In 1280 stierf het geslacht in de mannelijke linie uit; de bezittingen kwamen, door het huwelijk van de overblijvende erfdochter Mettildis met graaf Engelbert II, zoon van graaf Eberhard, aan het gravengeslacht Van der Mark, waarvan de afstammelingen in 1459 in den rijksgravenstand werden verheven; ook dit tweede huis stierf uit en de overblijvende erfdochter bracht in 1547 naam, titel en bezittingen mee ten huwelijk aan Jan de Ligne, geb. 1525, die voorts als graaf Arenberg een rol heeft gespeeld in de beweging in Nederland ter losmaking van Spanje ; hij werd in 1549 stadhouder van Friesland, Overijsel en Groningen, en weigerde in het verbond der edelen te treden ; met den graaf van Megen werd hij door landvoogdes Margaretha tot bevelhebber over ’t leger benoemd en hield als zoodanig geheel de Spaansche zijde; later werd hij door Alba naar Frankrijk gezonden, teneinde de Hugenoten te keeren; aanvang 1568 keerde hij naar de Nederlanden terug en sneuvelde in dat jaar in den slag bij Heiligerlee tegen graaf Lodewijk van Nassau.Zijn zoon, Karel, vereenigde door zijn huwelijk met Anna van Croy het hertogdom Aerschot, het vorstendom Chimay, het graafschap Beaumont en meerdere steden en heerlijkheden met de bezittingen van het geslacht Arenberg; hij verkreeg 5 Maart 1576 van keizer Maximiliaan II van Duitschland de waardigheid van rijksvorst, in 1582 een zetel en een stem in den rijksdag, werd 13 Jan. 1612 tot hertog van Aerschot en Chimay en tot grande eerste klasse van Spanje verheven en stierf 1616.

Antonius van Arenberg, zoon des vorigén, geb. 1593, werd 4 Maart 1616 Kapucijnermonnik en onderscheidde zich gedurende veertig jaren in verschillende bedieningen. Hij schreef o.a. Flores seraphici.

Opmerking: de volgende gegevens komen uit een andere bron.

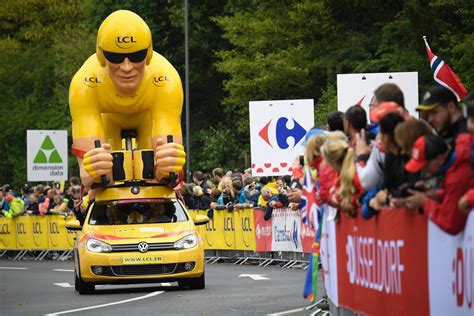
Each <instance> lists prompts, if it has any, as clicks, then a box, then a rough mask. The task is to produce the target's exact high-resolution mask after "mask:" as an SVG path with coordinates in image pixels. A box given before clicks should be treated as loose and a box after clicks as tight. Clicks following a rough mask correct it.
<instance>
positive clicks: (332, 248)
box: [320, 205, 339, 306]
mask: <svg viewBox="0 0 474 316" xmlns="http://www.w3.org/2000/svg"><path fill="white" fill-rule="evenodd" d="M330 208H332V207H330V206H328V205H323V206H322V209H323V231H322V233H321V243H320V245H321V246H320V258H321V263H322V266H323V272H324V287H325V289H326V293H327V295H328V297H329V298H330V299H331V301H332V302H333V303H334V304H336V306H337V305H338V304H339V303H338V302H339V299H338V287H337V251H336V249H337V248H336V225H335V221H334V219H330V220H328V214H329V212H328V210H329V209H330ZM332 209H333V208H332Z"/></svg>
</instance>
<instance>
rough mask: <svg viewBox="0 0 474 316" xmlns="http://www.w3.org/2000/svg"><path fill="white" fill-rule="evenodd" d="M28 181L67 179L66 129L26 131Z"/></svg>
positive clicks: (67, 174) (62, 179) (67, 151)
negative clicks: (55, 130) (63, 129)
mask: <svg viewBox="0 0 474 316" xmlns="http://www.w3.org/2000/svg"><path fill="white" fill-rule="evenodd" d="M26 143H27V152H26V154H27V173H28V181H61V180H67V177H68V174H67V173H68V172H67V160H68V156H67V153H68V147H67V131H53V130H30V131H27V132H26Z"/></svg>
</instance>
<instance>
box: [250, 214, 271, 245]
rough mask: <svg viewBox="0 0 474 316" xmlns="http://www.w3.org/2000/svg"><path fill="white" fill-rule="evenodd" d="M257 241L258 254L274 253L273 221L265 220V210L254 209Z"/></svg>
mask: <svg viewBox="0 0 474 316" xmlns="http://www.w3.org/2000/svg"><path fill="white" fill-rule="evenodd" d="M253 220H254V224H255V241H256V248H257V251H258V252H268V251H272V221H265V220H264V219H263V210H261V209H254V211H253Z"/></svg>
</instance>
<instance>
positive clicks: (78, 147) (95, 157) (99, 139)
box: [69, 76, 113, 188]
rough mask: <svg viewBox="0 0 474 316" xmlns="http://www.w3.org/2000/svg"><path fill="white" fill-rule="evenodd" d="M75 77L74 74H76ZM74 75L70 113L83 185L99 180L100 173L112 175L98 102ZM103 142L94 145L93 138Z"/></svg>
mask: <svg viewBox="0 0 474 316" xmlns="http://www.w3.org/2000/svg"><path fill="white" fill-rule="evenodd" d="M76 77H77V76H76ZM76 77H75V78H74V79H73V81H72V83H71V87H70V91H69V106H70V111H71V117H72V138H73V153H74V154H75V155H76V156H77V160H78V163H79V169H80V176H81V180H82V183H83V184H84V186H85V187H87V188H90V187H91V185H92V184H93V183H99V182H101V179H100V178H101V176H102V175H106V176H108V179H111V174H112V160H113V159H112V155H111V147H110V145H109V144H106V143H105V141H106V140H105V132H104V128H103V126H102V119H101V115H100V110H99V105H98V103H97V100H96V98H95V95H94V93H92V92H91V91H90V89H92V88H89V87H85V86H82V83H81V82H79V84H78V82H77V80H76ZM95 140H100V142H101V144H102V146H101V147H100V148H95V144H94V141H95Z"/></svg>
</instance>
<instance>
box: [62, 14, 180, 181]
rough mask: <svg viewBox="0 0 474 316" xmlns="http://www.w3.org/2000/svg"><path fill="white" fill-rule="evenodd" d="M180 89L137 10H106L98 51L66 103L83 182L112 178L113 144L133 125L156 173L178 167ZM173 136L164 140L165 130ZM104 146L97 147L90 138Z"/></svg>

Philip Frans van A., kleinzoon van Karel hertog van Croy, verkreeg van keizer Ferdinand III van Duitschland, 9 Juni 1645 den titel van hertog van Arenberg; hij werd opgevolgd door zijn jongeren broeder, Karel Eugenius. Diens achterklein- zoon, Engelbertus Lodewijk van Arenberg, geb. 3 Juli 1750 verloor bij den vrede van Lunéville zijne onmiddelbare bezittingen aan de linkerzijde van den Rijn, te zamen ruim 400 km2 met 15.000 bewoners; hij verkreeg daarvoor in 1803 bij wijze van schadeloosstelling het ambt Meppen in Oost-Friesland en het graafschap Recklinghausen in Westfalen; van zijn gemalin, Louise van Lauraguais, dochter van den hertog van Brancas, erfde hij in 1812 de bezittingen van het huis Chalons in Hoog-Bourgondie en stierf, blind, te Brussel, 7 Maart 1820; reeds in 1803 had hij het bestuur der goederen van het geslacht A. afgestaan aan zijn oudsten zoon, Prosper Lodewijk, geb. 28 April 1785; deze sloot zich in 1806 bij het Rijnverbond aan, en trad in 180S in het huwelijk met eene door Napoleon tot prinses verheven nicht van keizerin Josephine, Stephanie de la Pagerie geheeten; niettemin werd zijn gebied -hem 13 Dec. 1810 ontnomen en werd hij van zijn souvereiniteit ontheven verklaard; zijn gebied werd deels bij Frankrijk, deels bij Berg ingelijfd; eerst in 1813 werd hij voor dit alles door een rente van 240800 francs schadeloos gesteld. Bij de vrede van 1815 kreeg hij. zijn bezittingen als titelheerlijkheden terug; Meppen kwam onder souvereiniteit van Hannover, Recklinghausen onder Pruisen; hij stierf 27 Febr. 1861, zijn titels nalatende aan zijn zoon, hertog Engelbertus August Anton, geb. 11 Mei 1824, overl. op het landgoed Heverle bij Leuven in België, 28 Maart 1875; als vertegenwoordiger der hertogelijke familie werd hij opgevolgd door zijn oudsten zoon, Engelbertus Prosper Ernst, geb. 10 Aug. 1872.